Previous articles ignored combining NTL and point of interest (POI) data to build an index for urban built-up area extraction, while actually POI is positively correlated with urban built-up areas. POI is a kind of social sensing data produced by human activities and contains a wealth of location and attribute information. The abrupt changes of its density at the boundaries between urban and surrounding suburbs and rural regions make it easier to extract urban built-up areas [18
]. At present, the main method using POI is to set a threshold value for the kernel density of POI to obtain accurate urban built-up area results. Some studies have demonstrated that there is a good coupling relationship between NTL and POI, which has high consistency and broad applicability in the study of urban spatial structure [20
]. POI brings convenience in obtaining the boundary of urban built-up areas accurately and helps to make up the shortages of the low resolution and the blooming effect of NTL data. Therefore, this paper combined NTL and POI data to build a new index for urban built-up area extraction. It is urgent to clarify the effects of the combination on the extraction improvement. In addition to POI, this paper also introduces a natural remote sensing data, land surface temperature (LST). Many studies have shown that the land surface temperature is positively correlated with the distribution of urban land cover [22
]. The characteristics of urban built-up areas can be enhanced by LST from a natural perspective, which is different from the humanistic and social perspective of POI. Some [14
] chose the combination of NTL and LST to extract urban built-up areas. Among them, He et al. [24
] combined the NTL with LST to extract dynamic information of global urban expansion by the fully convolutional network. Further, Zhang et al. [25
] proposed the temperature and vegetation adjusted NTL urban index (TVANUI) for the purposes of characterizing urban built-up areas and reducing the blooming effect. Their satisfactory results proved that the combination of LST and NTL has great potential in improving the extraction accuracy of urban built-up areas. Therefore, this paper combined NTL with POI and LST, to establish the POI and LST Adjusted NTL Urban Index (PLANUI) for the study on the extraction of urban built-up areas.
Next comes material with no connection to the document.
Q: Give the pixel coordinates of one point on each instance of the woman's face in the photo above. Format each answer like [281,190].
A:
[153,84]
The widely used NPP/VIIRS images with 500-m resolution were introduced into this study to explore the effects of PLANUI. Moreover, the Luojia 1-01 satellite was successfully launched in June 2018 and began to provide NTL images with 130 m resolution and 250 km width. This data greatly enhances the spatial resolution of NTL and was proved to have a great ability to extract urban areas [26
]. Therefore, this paper also introduced Luojia 1-01 images into the urban built-up area extraction experiments to verify whether PLANUI is suitable for NTL data with increasingly high spatial resolution.
The primary purpose of this paper is to propose the PLANUI that combines NTL images with POI and LST data to reduce the blooming effect of NTL and enhance urban built-up areas features for promoting the extraction accuracy. The secondary objective is to explore whether PLANUI is suitable for NTL with a high resolution like Luojia 1-01.